We believe Adjusted EPS is an important measure because it directly reflects the financial performance of our business operations. Adjusted EPS is a non-GAAP financial measure calculated by dividing Adjusted Net Income (Loss) by the weighted-average diluted common shares outstanding.

There are a number of limitations related to the use of these non-GAAP financial measures versus their most comparable GAAP measure. In particular, many of the adjustments to derive the non-GAAP financial measures reflect the exclusion of items that are recurring and will be reflected in our financial results for the foreseeable future. Other companies, including companies in our industry, may calculate these measures differently, which may reduce their usefulness as a comparative measure.

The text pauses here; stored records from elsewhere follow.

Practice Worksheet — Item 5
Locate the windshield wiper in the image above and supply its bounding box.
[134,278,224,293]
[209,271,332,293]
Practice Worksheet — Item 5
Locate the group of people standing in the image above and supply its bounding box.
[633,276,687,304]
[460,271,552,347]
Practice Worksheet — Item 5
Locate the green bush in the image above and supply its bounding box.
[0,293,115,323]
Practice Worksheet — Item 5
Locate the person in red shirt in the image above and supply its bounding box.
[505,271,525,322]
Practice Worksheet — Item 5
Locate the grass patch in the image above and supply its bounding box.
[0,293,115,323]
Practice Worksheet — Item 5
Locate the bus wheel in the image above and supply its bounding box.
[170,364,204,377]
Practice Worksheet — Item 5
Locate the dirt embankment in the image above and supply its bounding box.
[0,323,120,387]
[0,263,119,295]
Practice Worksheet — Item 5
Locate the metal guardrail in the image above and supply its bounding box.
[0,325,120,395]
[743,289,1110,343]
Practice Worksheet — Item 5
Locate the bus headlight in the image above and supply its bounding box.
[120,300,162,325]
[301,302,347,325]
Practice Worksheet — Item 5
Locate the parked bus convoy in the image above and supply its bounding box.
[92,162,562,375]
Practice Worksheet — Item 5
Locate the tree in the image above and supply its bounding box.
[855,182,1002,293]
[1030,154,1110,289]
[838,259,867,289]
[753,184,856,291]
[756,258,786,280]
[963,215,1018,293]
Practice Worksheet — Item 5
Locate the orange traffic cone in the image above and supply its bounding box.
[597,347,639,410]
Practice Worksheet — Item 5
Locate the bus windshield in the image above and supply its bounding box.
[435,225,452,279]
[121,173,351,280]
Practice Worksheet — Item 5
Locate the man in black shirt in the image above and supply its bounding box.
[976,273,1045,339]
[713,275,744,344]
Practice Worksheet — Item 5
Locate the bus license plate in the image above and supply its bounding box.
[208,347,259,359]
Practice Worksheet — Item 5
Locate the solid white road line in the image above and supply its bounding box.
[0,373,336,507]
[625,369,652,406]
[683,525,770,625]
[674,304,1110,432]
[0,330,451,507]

For more information on our non-GAAP financial measures and a reconciliation of such measures to the nearest GAAP measure, please see the "Reconciliation of GAAP to Non-GAAP Measures" tables at the end of this release.

Safe Harbor Statement

Some of the statements above, including statements regarding future initiatives, borrower and investor demand, and anticipated future financial results, and our ability to obtain a bank charter and the impact it would have on our business are "forward-looking statements." The words "anticipate," "believe," "estimate," "expect," "intend," "may," "outlook," "plan," "predict," "project," "will," "would" and similar expressions may identify forward-looking statements, although not all forward-looking statements contain these identifying words. Factors that could cause actual results to differ materially from those contemplated by these forward-looking statements include: the outcomes of pending governmental investigations and pending or threatened litigation, which are inherently uncertain; the impact of management changes and the ability to continue to retain key personnel; our ability to achieve cost savings from restructurings; our ability to continue to attract and retain new and existing borrowers and investors; our ability to obtain or add bank functionality and a bank charter; competition; overall economic conditions; demand for the types of loans facilitated by us; default rates and those factors set forth in the section titled "Risk Factors" in our most recent Quarterly Report on Form 10-Q and Annual Report on Form 10-K, each as filed with the SEC. We may not actually achieve the plans, intentions or expectations disclosed in forward-looking statements, and you should not place undue reliance on forward-looking statements. Actual results or events could differ materially from the plans, intentions and expectations disclosed in forward-looking statements. We do not assume any obligation to update any forward-looking statements, whether as a result of new information, future events or otherwise, except as required by law.

Information in this press release is not an offer to sell securities or the solicitation of an offer to buy securities, nor shall there be any sale of securities in any jurisdiction in which such offer, solicitation or sale would be unlawful prior to registration or qualification under the securities laws of such jurisdiction.